La règle des 10 % s'applique ici : n'augmente pas ton volume hebdomadaire total (en minutes ou en kilomètres) de plus de 10 % d'une semaine à l'autre. Les tendinites du tendon d'Achille, les syndromes de la bandelette ilio-tibiale et les fractures de stress sont directement liés à une progression trop rapide. Une blessure qui t'immobilise deux semaines efface facilement un mois de progrès.

Compenser l'effort par l'alimentation

Après une longue sortie, la faim augmente et la tentation de te récompenser est forte. Plusieurs études montrent que les coureurs en phase de perte de poids surestiment les calories brûlées et sous-estiment celles qu'ils mangent en compensation. Tiens un journal alimentaire, même approximatif, pendant les premières semaines pour calibrer tes perceptions.

Négliger le sommeil et la récupération

Le manque de sommeil augmente la ghréline (hormone de la faim) et diminue la leptine (hormone de satiété). Dormir moins de 7 heures par nuit pendant une phase de perte de poids sabote tes efforts de manière mesurable. La récupération est aussi importante que l'entraînement lui-même.

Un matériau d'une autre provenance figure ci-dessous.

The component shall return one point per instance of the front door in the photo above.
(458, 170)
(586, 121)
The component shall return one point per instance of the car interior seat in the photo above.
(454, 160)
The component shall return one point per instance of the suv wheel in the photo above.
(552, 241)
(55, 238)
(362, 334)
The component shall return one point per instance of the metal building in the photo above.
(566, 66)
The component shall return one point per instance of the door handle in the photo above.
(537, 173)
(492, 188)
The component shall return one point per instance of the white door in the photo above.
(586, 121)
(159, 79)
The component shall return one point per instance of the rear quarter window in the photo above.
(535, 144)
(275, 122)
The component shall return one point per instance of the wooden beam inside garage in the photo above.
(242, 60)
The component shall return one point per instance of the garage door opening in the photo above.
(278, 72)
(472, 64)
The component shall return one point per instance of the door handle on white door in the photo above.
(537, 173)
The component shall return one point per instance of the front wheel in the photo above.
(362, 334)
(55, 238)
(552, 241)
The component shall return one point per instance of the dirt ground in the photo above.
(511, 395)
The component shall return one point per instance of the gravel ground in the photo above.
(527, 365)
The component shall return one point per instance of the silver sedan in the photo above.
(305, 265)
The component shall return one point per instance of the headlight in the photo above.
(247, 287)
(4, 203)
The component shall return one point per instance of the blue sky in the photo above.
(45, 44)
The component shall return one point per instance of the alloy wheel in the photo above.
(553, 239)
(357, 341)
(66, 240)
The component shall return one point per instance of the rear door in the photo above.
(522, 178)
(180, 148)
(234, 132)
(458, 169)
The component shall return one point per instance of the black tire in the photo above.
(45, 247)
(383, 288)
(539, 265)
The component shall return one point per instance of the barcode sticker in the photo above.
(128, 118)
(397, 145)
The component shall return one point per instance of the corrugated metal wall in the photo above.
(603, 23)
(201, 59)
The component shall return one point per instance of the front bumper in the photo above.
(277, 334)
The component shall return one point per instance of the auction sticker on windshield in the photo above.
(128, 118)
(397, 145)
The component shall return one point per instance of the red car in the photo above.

Suivre sa progression sans obséder sur la balance

La balance est un indicateur parmi d'autres, pas le seul. Le poids fluctue de 1 à 2 kg au quotidien en fonction de l'hydratation, du glycogène musculaire et du transit. Pèse-toi une fois par semaine, le matin à jeun, et observe la tendance sur trois à quatre semaines plutôt que les variations journalières.

Complète ce suivi avec des mesures de tour de taille et de hanches toutes les deux semaines. La recomposition corporelle, c'est-à-dire la perte de graisse combinée au maintien ou au gain de muscle, peut parfois ne pas se traduire sur la balance pendant plusieurs semaines, tout en étant visible dans le miroir et ressentie dans les vêtements.

Note également tes performances : le fait de courir la même distance plus vite, ou la même durée avec une fréquence cardiaque plus basse, est un signe direct que ton corps progresse.

Passe à l'action avec un plan structuré

Perdre 10 kg en courant est à ta portée. Ce n'est pas une question de talent ou de génétique. C'est une question de structure, de patience et de régularité. Tu as maintenant le cadre. Il reste à le mettre en pratique.